The quotations "merrier days" ("happier days") and "wanderings with a fair-hair'd maid" are from Lamb's own sonnets; those in lines 9 and 10 from Dryden's Elegy on Mrs. Killigrew.
Coleridge had paid in the summer a long-deferred visit of reconciliation to his family at Ottery St. Mary.]
LETTER 15
CHARLES LAMB TO S. T. COLERIDGE
[P.M. December 2, 1796 (Friday).]
I have delay'd writing thus long, not having by me my copy of your poems, which I had lent. I am not satisfied with all your intended omissions. Why omit 40: 63: 84: above all, let me protest strongly against your rejecting the "Complaint of Ninathoma," 86. The words, I acknowledge, are Ossian's, but you have added to them the "Music of Caril." If a vicarious substitute be wanting, sacrifice (and 'twill be a piece of self-denial too) the Epitaph on an Infant, of which its Author seems so proud, so tenacious. Or, if your heart be set on perpetuating the four-line-wonder, I'll tell you what [to] do: sell the copywright of it at once to a country statuary; commence in this manner Death's prime poet laureat; and let your verses be adopted in every village round instead of those hitherto famous ones "Afflictions sore long time I bore, Physicians were in vain". I have seen your last very beautiful poem in the Monthly Magazine—write thus, and you most generally have written thus, and I shall never quarrel with you about simplicity. With regard to my lines "Laugh all that weep," etc.—I would willingly sacrifice them, but my portion of the volume is so ridiculously little, that in honest truth I can't spare them. As things are, I have very slight pretensions to participate in the title-page.—White's book is at length reviewed in the Monthly; was it your doing, or Dyer's to whom I sent him? Or rather do you not write in the Critical? for I observed, in an Article of this Month's a line quoted out of that sonnet on Mrs. Siddons "with eager wond'ring and perturb'd delight"—and a line from that sonnet would not readily have occurred to a stranger. That sonnet, Coleridge, brings afresh to my mind the time when you wrote those on Bowles, Priestly, Burke—'twas 2 Christmases ago, and in that nice little smoky room at the Salutation, which is even now continually presenting itself to my recollection, with all its associated train of pipes, tobacco, Egghot, welch Rabbits, metaphysics and Poetry.
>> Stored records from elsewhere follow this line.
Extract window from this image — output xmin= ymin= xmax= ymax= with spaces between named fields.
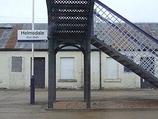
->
xmin=60 ymin=57 xmax=75 ymax=79
xmin=11 ymin=56 xmax=22 ymax=72
xmin=106 ymin=57 xmax=118 ymax=79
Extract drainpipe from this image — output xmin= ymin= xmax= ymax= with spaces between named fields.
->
xmin=99 ymin=50 xmax=102 ymax=90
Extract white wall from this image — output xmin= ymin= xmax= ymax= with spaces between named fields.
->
xmin=101 ymin=52 xmax=140 ymax=89
xmin=56 ymin=51 xmax=84 ymax=89
xmin=91 ymin=51 xmax=100 ymax=89
xmin=0 ymin=51 xmax=48 ymax=89
xmin=0 ymin=50 xmax=141 ymax=89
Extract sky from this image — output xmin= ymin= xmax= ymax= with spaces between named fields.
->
xmin=0 ymin=0 xmax=158 ymax=23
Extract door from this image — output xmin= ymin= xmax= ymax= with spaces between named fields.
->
xmin=140 ymin=57 xmax=155 ymax=89
xmin=34 ymin=57 xmax=45 ymax=88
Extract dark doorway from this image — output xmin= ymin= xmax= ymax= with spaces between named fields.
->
xmin=140 ymin=57 xmax=155 ymax=89
xmin=34 ymin=57 xmax=45 ymax=88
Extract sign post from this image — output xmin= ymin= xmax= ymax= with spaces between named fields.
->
xmin=18 ymin=30 xmax=47 ymax=104
xmin=31 ymin=0 xmax=35 ymax=105
xmin=30 ymin=0 xmax=35 ymax=105
xmin=17 ymin=0 xmax=47 ymax=104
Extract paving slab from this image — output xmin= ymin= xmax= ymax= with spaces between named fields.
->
xmin=0 ymin=89 xmax=158 ymax=119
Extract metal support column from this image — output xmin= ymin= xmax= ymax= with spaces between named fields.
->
xmin=84 ymin=54 xmax=87 ymax=102
xmin=48 ymin=39 xmax=56 ymax=109
xmin=84 ymin=41 xmax=91 ymax=108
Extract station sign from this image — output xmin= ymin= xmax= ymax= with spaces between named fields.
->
xmin=18 ymin=30 xmax=47 ymax=42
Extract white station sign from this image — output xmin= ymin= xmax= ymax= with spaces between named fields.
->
xmin=18 ymin=30 xmax=47 ymax=42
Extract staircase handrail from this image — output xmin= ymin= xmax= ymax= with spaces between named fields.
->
xmin=93 ymin=11 xmax=158 ymax=57
xmin=94 ymin=0 xmax=158 ymax=44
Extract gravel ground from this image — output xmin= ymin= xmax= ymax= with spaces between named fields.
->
xmin=53 ymin=99 xmax=158 ymax=109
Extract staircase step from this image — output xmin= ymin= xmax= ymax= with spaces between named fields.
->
xmin=128 ymin=66 xmax=136 ymax=70
xmin=122 ymin=62 xmax=132 ymax=66
xmin=51 ymin=18 xmax=88 ymax=22
xmin=51 ymin=4 xmax=91 ymax=8
xmin=97 ymin=45 xmax=104 ymax=49
xmin=104 ymin=50 xmax=114 ymax=54
xmin=54 ymin=27 xmax=88 ymax=30
xmin=140 ymin=74 xmax=151 ymax=79
xmin=51 ymin=1 xmax=91 ymax=5
xmin=110 ymin=54 xmax=119 ymax=57
xmin=111 ymin=56 xmax=124 ymax=61
xmin=133 ymin=69 xmax=141 ymax=74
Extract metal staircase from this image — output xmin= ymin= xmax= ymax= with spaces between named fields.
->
xmin=91 ymin=36 xmax=158 ymax=87
xmin=46 ymin=0 xmax=158 ymax=108
xmin=46 ymin=0 xmax=94 ymax=108
xmin=47 ymin=0 xmax=94 ymax=41
xmin=46 ymin=0 xmax=158 ymax=88
xmin=92 ymin=0 xmax=158 ymax=87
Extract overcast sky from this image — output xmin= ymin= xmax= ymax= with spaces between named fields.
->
xmin=0 ymin=0 xmax=158 ymax=23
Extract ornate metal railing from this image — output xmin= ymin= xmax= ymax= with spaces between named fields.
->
xmin=93 ymin=0 xmax=158 ymax=78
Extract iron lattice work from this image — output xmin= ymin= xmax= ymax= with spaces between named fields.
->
xmin=94 ymin=0 xmax=158 ymax=78
xmin=47 ymin=0 xmax=94 ymax=40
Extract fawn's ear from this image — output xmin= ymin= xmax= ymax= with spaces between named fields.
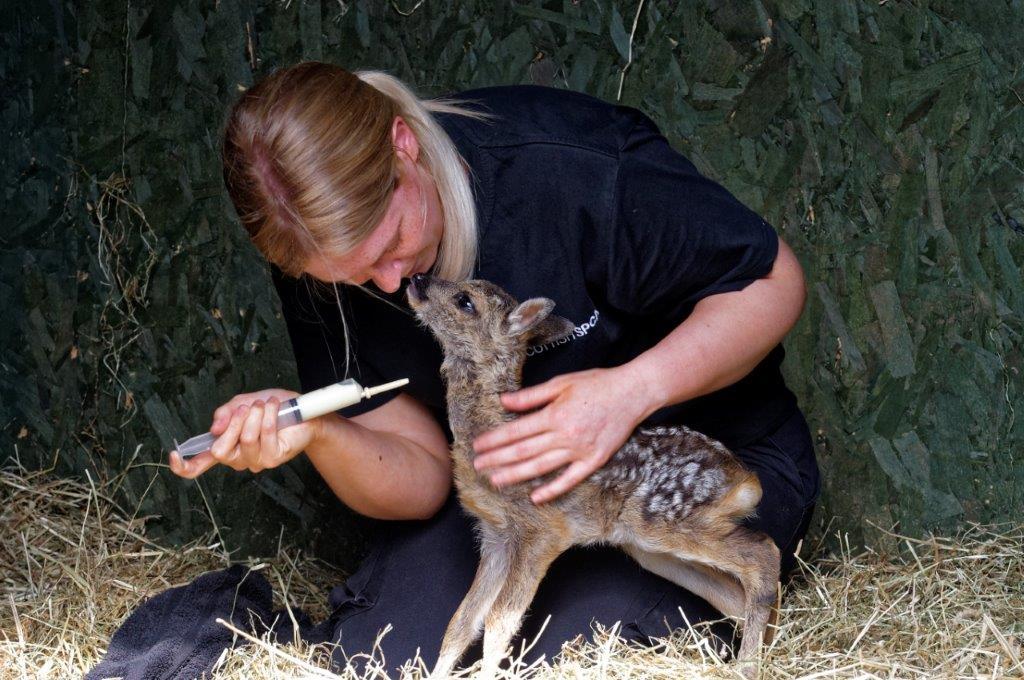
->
xmin=531 ymin=313 xmax=576 ymax=345
xmin=507 ymin=298 xmax=555 ymax=336
xmin=507 ymin=298 xmax=575 ymax=343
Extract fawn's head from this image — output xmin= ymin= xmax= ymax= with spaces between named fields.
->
xmin=406 ymin=274 xmax=574 ymax=365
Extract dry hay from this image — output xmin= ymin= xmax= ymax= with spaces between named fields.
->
xmin=1 ymin=458 xmax=1021 ymax=679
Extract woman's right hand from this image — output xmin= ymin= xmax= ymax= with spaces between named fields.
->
xmin=169 ymin=388 xmax=319 ymax=479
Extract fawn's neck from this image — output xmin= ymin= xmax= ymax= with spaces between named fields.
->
xmin=441 ymin=350 xmax=525 ymax=455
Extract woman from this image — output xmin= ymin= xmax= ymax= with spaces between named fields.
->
xmin=170 ymin=62 xmax=820 ymax=671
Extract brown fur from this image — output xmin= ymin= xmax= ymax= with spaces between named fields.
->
xmin=407 ymin=275 xmax=780 ymax=679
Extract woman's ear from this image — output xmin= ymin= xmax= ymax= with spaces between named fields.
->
xmin=391 ymin=115 xmax=420 ymax=164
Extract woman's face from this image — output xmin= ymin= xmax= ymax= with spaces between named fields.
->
xmin=303 ymin=121 xmax=444 ymax=293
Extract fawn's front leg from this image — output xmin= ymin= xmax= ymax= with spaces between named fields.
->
xmin=432 ymin=535 xmax=512 ymax=678
xmin=478 ymin=536 xmax=565 ymax=678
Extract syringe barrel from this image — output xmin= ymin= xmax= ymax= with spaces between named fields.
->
xmin=275 ymin=399 xmax=303 ymax=428
xmin=176 ymin=399 xmax=302 ymax=459
xmin=293 ymin=379 xmax=365 ymax=420
xmin=174 ymin=379 xmax=373 ymax=460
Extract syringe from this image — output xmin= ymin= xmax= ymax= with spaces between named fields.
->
xmin=172 ymin=378 xmax=410 ymax=459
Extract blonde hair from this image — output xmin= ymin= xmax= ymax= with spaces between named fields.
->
xmin=221 ymin=62 xmax=489 ymax=280
xmin=220 ymin=62 xmax=492 ymax=378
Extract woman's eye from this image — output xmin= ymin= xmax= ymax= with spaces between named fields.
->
xmin=454 ymin=293 xmax=476 ymax=314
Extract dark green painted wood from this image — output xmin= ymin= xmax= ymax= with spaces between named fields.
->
xmin=3 ymin=0 xmax=1022 ymax=557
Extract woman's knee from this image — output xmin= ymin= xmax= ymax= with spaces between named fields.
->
xmin=733 ymin=410 xmax=820 ymax=575
xmin=327 ymin=494 xmax=481 ymax=671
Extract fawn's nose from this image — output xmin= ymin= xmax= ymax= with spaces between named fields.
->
xmin=410 ymin=272 xmax=430 ymax=299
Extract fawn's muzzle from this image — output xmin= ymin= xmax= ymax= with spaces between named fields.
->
xmin=408 ymin=272 xmax=431 ymax=303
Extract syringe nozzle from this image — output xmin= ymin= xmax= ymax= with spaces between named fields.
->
xmin=363 ymin=378 xmax=410 ymax=398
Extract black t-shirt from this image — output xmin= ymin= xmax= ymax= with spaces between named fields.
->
xmin=271 ymin=85 xmax=798 ymax=451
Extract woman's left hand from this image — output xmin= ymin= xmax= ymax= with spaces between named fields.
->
xmin=471 ymin=365 xmax=656 ymax=504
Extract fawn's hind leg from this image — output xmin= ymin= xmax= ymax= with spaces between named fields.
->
xmin=634 ymin=529 xmax=779 ymax=678
xmin=724 ymin=533 xmax=779 ymax=666
xmin=622 ymin=545 xmax=746 ymax=619
xmin=432 ymin=534 xmax=512 ymax=678
xmin=701 ymin=531 xmax=778 ymax=677
xmin=478 ymin=536 xmax=565 ymax=678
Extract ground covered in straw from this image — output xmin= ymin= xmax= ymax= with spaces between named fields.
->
xmin=2 ymin=461 xmax=1022 ymax=679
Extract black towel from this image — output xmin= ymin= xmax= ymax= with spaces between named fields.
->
xmin=87 ymin=565 xmax=330 ymax=680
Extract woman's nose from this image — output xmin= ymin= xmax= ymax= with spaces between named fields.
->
xmin=371 ymin=259 xmax=405 ymax=293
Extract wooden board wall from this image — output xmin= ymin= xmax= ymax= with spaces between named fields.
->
xmin=2 ymin=0 xmax=1022 ymax=558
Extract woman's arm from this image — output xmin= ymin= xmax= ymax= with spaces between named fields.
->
xmin=471 ymin=236 xmax=806 ymax=503
xmin=310 ymin=394 xmax=452 ymax=520
xmin=625 ymin=235 xmax=807 ymax=420
xmin=170 ymin=391 xmax=452 ymax=521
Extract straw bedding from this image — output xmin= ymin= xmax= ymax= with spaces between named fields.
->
xmin=2 ymin=460 xmax=1021 ymax=679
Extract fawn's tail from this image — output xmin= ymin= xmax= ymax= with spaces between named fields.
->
xmin=715 ymin=470 xmax=763 ymax=523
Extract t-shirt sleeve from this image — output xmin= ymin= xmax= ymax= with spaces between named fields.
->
xmin=591 ymin=110 xmax=779 ymax=321
xmin=270 ymin=265 xmax=401 ymax=418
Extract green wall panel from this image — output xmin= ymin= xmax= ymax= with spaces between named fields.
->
xmin=3 ymin=0 xmax=1022 ymax=558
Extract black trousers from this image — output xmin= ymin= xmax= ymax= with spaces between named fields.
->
xmin=327 ymin=407 xmax=821 ymax=672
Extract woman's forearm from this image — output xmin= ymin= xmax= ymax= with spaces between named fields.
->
xmin=305 ymin=413 xmax=452 ymax=520
xmin=625 ymin=237 xmax=807 ymax=419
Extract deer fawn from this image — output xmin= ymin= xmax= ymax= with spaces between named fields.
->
xmin=406 ymin=273 xmax=780 ymax=679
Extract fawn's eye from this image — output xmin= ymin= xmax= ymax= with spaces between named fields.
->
xmin=454 ymin=292 xmax=476 ymax=315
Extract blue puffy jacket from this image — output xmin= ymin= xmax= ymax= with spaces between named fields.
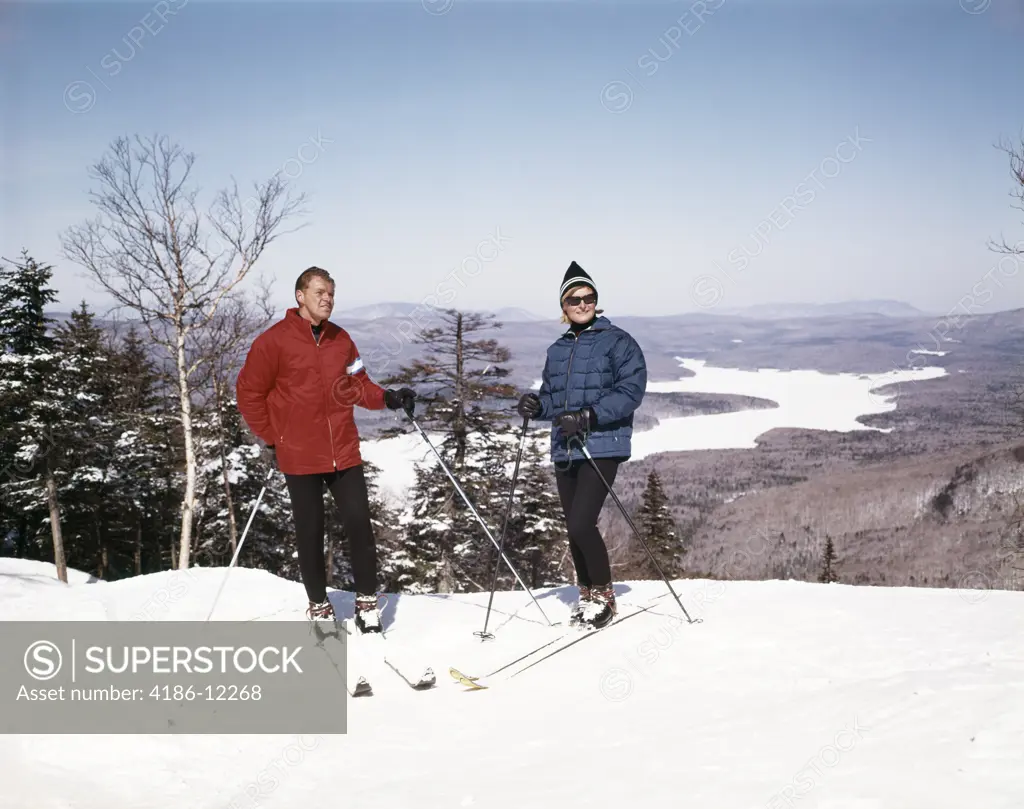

Are we NEVER to meet again? How differently I am circumstanced now—I have never met with any one, never shall meet with any one, who could or can compensate me for the loss of your society—I have no one to talk all these matters about to—I lack friends, I lack books to supply their absence. But these complaints ill become me: let me compare my present situation, prospects, and state of mind, with what they were but 2 months back—but 2 months. O my friend, I am in danger of forgetting the awful lessons then presented to me—remind me of them; remind me of my Duty. Talk seriously with me when you do write. I thank you, from my heart I thank you, for your sollicitude about my Sister. She is quite well,—but must not, I fear, come to live with us yet a good while. In the first place, because at present it would hurt her, and hurt my father, for them to be together: secondly from a regard to the world's good report, for I fear, I fear, tongues will be busy whenever that event takes place. Some have hinted, one man has prest it on me, that she should be in perpetual confinement—what she hath done to deserve, or the necessity of such an hardship, I see not; do you? I am starving at the India house, near 7 o'clock without my dinner, and so it has been and will be almost all the week. I get home at night o'erwearied, quite faint,—and then to CARDS with my father, who will not let me enjoy a meal in peace—but I must conform to my situation, and I hope I am, for the most part, not unthankful.
I am got home at last, and, after repeated games at Cribbage have got my father's leave to write awhile: with difficulty got it, for when I expostulated about playing any more, he very aptly replied, "If you won't play with me, you might as well not come home at all." The argument was unanswerable, and I set to afresh.